Another topic this movie successfully explores from the eyes of Gen Z is sexuality. This has always been a topic that often becomes prevalent during adolescence, but the way in which it affects teenagers is constantly changing. Coming of age in a time where rapid shifts are being made in the LGBTQ+ experience has generally created a more open and experimental concept of sexuality for teenagers. “The Fallout” incorporates the topic of sexuality organically, as it is used to showing how it can sometimes interact with traumatic experiences instead of just utilizing it for forced representation or queerbaiting. 

Park also did an incredible job addressing the concept of trauma in instances of school shootings. She emphasizes just how fluctuating and widespread the effects and trauma of an experience like this can be. While some kids affected by the shooting immediately mobilized into political action, others, like Vada, struggle to comprehend their emotions. There is no one way to navigate trauma, and this movie makes a point of addressing this conversation. Additionally, Park integrates the experiences of loving someone through their trauma and how that in itself can be a difficult and confusing experience. 

One cannot discuss the Gen Z teenage experience without addressing social media and the internet. “The Fallout” is very open about both the positive and negative aspects of the digital influence on teenagers. Vada is allowed to create more connections to cope with her trauma because of her phone. On the other hand, her trauma becomes more complicated and overbearing because of the pervasive nature of the internet. She is constantly reminded of her experiences she went through and her healing process is made much more difficult. Park also acknowledges how social media can warp teenagers’ perspective on trauma, as some may feel pressured to take on the weight of solving huge issues just because they have a farther reach in the world than past generations. 
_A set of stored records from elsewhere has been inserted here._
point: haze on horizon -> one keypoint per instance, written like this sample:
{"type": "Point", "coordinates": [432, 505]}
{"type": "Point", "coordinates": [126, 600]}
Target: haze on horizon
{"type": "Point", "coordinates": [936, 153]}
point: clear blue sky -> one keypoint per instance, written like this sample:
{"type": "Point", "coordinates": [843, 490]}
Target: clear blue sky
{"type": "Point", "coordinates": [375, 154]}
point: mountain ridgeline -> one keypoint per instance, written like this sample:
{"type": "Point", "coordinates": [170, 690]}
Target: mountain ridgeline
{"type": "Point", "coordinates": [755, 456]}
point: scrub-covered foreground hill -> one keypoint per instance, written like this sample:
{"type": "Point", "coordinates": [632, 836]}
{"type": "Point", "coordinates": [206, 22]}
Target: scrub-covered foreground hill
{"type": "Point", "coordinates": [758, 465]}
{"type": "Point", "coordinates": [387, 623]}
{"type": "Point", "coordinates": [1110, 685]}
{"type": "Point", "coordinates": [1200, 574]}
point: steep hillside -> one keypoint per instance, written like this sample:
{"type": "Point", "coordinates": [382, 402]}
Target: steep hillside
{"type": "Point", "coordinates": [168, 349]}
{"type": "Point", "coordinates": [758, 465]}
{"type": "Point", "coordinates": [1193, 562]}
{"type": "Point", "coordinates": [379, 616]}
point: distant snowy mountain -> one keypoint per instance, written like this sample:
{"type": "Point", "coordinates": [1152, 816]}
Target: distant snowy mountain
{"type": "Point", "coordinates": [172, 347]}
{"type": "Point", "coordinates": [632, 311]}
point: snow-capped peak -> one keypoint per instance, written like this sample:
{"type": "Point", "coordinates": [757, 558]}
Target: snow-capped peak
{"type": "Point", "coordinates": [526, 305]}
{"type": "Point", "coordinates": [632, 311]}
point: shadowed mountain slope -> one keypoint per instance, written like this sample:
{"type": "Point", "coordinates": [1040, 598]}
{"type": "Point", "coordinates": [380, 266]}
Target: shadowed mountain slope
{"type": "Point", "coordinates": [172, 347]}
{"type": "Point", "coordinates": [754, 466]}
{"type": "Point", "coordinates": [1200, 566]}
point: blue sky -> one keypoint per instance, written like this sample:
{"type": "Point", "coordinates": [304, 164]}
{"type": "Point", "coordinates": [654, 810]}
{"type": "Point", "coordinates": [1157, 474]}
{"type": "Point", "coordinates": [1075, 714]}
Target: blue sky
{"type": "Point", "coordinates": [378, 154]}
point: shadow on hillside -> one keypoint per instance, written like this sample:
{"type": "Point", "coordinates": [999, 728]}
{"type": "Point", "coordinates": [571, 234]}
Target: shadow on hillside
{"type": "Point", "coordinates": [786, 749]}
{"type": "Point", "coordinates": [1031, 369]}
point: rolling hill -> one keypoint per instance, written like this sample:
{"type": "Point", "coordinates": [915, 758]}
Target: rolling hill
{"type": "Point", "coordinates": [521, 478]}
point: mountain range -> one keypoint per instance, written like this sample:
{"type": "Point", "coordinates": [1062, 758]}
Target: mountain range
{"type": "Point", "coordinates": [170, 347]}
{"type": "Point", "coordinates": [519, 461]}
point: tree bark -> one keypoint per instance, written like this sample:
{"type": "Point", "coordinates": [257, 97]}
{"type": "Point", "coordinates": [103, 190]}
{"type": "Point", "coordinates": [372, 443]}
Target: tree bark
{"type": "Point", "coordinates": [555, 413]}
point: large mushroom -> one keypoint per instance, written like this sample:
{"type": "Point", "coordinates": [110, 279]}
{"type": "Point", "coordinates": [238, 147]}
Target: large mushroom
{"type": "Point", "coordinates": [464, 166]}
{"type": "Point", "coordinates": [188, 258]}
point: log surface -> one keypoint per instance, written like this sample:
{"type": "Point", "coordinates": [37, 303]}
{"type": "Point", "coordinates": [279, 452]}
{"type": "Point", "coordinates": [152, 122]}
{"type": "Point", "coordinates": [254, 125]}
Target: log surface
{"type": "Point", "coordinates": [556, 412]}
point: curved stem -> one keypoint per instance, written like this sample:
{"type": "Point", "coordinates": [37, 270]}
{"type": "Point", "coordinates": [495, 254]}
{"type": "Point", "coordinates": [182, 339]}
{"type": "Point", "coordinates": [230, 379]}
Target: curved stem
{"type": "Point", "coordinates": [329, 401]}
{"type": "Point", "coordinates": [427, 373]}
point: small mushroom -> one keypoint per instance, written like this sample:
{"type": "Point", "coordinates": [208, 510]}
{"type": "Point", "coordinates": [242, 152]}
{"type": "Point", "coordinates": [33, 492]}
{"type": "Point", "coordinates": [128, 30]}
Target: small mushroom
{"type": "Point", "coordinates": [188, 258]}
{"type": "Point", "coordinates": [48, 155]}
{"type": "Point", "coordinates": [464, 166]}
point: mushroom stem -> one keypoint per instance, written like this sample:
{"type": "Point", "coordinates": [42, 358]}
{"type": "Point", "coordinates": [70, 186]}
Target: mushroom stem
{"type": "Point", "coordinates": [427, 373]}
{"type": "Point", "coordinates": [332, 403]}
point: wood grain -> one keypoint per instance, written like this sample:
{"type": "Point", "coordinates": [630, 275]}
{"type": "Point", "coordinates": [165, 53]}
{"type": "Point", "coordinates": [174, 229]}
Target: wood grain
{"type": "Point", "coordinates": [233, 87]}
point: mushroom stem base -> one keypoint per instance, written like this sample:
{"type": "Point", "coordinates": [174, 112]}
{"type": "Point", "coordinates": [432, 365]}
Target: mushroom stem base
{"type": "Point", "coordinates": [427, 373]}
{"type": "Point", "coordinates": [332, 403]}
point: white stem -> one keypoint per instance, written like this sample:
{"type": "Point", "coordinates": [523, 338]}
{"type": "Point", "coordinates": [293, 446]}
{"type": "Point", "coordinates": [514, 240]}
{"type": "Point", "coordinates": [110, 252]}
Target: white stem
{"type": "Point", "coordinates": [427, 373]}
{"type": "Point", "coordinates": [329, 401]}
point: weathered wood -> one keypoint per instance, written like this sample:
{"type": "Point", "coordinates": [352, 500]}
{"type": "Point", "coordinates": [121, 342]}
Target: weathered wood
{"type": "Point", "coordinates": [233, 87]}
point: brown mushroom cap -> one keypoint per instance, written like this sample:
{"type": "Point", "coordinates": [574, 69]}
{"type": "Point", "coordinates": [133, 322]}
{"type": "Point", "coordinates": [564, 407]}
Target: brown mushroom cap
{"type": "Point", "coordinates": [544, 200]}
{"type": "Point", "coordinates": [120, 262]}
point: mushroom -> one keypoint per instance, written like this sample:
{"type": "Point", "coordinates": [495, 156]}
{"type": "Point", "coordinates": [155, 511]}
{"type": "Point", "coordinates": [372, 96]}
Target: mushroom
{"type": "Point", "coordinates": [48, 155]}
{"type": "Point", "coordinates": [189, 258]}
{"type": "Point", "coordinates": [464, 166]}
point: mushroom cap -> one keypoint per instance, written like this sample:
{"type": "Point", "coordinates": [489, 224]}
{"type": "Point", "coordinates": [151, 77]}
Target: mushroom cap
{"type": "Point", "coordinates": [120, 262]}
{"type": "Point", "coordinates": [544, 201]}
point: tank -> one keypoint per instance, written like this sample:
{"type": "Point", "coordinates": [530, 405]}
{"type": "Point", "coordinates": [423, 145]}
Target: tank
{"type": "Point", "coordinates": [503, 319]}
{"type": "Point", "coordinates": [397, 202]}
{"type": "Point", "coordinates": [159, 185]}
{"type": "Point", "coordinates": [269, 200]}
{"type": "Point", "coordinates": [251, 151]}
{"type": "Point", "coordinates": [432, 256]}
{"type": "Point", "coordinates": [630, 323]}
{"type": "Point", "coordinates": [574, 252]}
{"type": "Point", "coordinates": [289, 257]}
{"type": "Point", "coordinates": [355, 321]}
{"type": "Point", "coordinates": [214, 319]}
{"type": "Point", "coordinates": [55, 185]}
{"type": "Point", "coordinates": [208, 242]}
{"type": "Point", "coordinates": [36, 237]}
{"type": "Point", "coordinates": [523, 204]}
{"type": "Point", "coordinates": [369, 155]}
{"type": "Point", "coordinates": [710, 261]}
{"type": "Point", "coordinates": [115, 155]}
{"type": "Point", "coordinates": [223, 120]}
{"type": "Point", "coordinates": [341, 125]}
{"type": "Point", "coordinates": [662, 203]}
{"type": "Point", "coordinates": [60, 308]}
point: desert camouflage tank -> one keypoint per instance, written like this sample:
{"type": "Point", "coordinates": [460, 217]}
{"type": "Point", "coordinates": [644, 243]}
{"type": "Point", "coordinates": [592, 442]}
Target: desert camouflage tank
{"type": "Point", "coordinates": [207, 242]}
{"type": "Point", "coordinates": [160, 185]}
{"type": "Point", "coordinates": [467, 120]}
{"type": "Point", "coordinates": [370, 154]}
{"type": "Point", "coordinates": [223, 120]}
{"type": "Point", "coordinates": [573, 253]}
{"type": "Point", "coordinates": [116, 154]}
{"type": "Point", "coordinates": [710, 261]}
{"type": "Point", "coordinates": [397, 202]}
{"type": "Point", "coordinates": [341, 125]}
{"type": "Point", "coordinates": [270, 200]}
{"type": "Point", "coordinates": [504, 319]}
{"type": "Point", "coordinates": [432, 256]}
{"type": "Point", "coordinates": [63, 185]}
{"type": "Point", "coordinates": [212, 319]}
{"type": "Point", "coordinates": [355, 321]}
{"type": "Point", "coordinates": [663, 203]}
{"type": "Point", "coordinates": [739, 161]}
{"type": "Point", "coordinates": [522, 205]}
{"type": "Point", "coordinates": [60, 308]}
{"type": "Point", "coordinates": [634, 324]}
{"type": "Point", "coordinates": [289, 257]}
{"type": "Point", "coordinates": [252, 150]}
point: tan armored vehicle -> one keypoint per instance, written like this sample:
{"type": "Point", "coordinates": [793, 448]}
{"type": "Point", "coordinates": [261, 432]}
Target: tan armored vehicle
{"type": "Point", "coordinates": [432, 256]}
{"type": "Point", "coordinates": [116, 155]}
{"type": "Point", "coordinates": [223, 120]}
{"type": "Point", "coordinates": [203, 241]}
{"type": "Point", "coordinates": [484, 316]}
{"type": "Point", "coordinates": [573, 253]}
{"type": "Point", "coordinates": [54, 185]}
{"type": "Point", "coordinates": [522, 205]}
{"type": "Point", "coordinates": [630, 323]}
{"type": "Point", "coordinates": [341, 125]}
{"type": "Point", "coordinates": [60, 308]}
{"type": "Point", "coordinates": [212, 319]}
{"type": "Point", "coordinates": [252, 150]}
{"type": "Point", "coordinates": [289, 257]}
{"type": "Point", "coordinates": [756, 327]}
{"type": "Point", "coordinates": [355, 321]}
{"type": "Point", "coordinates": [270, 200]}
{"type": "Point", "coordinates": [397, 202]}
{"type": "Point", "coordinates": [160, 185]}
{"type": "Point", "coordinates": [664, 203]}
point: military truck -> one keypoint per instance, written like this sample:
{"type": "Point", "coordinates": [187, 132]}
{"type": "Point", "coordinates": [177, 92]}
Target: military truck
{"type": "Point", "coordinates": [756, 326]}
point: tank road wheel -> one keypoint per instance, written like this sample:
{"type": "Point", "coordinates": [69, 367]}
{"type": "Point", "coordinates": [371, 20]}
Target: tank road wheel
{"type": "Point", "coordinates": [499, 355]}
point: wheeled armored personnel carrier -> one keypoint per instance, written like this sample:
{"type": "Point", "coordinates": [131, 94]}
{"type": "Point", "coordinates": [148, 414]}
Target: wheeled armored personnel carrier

“The Fallout” is a very emotionally overwhelming movie, deliberately highlighting how increasingly polarized politics and the influence of social media have exacerbated the list of confusing emotions teenagers already take on. As someone born in 2003, the presence of gun violence in schools has been prevalent my entire life. This movie was an extremely realistic portrayal of how it feels to grow up alongside the repercussions of this violence. Park was ultimately successful in her goal to give voice to the unique experiences of Gen Z adolescents due to her careful and open discussion of such personal and meaningful issues.